The story of how America fared under the pandemic is actually two stories—one of struggle and one of innovation. Both are true.
Throughout 2023-2024, the American Democracy and Health Security Initiative interviewed current and former federal, state, and local leaders across the health, business, education, and community service sectors who led through the pandemic, seeking to extract replicable solutions, strategies, and systems to help the nation do better in the future. The initiative focused on a cross-section of states that represented wide geographic and socioeconomic diversity, as well as different political contexts and state and local structures. Each of these states improvised, generating a distinct set of compelling lessons. While other states and localities likely developed similar innovations, the effort was intended to capture, broadly, what was achieved and must be preserved, strengthened, and replicated to achieve American health security.

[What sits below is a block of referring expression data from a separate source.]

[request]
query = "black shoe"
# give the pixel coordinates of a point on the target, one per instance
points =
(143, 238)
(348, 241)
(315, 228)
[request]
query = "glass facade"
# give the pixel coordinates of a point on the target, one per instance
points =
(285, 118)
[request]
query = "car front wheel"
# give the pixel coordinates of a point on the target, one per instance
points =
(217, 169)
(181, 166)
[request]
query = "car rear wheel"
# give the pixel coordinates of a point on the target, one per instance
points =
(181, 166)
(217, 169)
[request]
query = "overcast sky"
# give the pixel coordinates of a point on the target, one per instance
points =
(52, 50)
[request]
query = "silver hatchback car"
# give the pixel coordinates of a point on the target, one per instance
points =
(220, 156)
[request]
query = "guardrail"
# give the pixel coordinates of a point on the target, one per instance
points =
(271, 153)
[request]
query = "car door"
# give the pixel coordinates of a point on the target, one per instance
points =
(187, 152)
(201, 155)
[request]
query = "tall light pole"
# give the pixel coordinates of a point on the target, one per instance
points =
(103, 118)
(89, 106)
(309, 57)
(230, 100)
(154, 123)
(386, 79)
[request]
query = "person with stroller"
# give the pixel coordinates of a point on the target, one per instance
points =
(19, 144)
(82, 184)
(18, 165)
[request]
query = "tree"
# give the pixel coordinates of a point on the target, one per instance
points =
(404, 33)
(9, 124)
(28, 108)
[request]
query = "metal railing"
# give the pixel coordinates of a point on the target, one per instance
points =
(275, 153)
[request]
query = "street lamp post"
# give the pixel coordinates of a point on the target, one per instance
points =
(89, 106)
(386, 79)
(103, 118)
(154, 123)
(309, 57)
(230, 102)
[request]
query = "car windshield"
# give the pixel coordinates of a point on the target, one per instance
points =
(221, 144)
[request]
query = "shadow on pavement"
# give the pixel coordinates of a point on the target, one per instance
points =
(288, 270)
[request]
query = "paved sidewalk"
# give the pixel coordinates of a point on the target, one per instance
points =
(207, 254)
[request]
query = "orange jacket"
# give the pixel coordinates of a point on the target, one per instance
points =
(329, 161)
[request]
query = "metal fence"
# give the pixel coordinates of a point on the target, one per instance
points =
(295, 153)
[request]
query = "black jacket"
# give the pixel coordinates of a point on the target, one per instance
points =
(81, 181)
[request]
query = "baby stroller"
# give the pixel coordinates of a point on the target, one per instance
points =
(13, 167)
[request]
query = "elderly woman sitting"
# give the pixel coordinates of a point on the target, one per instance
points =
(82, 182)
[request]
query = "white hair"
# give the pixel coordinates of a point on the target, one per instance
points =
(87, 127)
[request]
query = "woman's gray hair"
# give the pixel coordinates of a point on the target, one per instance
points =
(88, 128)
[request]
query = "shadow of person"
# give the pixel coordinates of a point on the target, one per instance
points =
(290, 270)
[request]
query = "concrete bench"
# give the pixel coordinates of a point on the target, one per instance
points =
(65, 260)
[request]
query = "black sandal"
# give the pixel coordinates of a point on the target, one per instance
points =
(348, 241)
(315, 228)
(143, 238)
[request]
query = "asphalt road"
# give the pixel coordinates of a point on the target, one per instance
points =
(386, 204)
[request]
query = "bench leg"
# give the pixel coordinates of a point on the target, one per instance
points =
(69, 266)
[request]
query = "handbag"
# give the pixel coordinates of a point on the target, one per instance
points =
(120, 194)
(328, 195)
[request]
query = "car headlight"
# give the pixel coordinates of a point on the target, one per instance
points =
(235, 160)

Their stories revealed a host of practical, actionable steps to advance our health security for the future, from empowering trusted local messengers to building effective 24/7 leadership command; using data to drive decision making; building an equitable response; leveraging the private sector; bridging political divides; and overcoming silos among public health, healthcare systems, education, and business.
In this pivotal moment for our country and the world, these accounts of innovations and of resilient and effective American leadership from individuals who adeptly balanced personal freedoms with communal health measures offer vital lessons for rebuilding trust and charting a hopeful future.
From these findings, the American Democracy and Health Security Initiative will offer a set of urgent recommendations to be announced June 5th.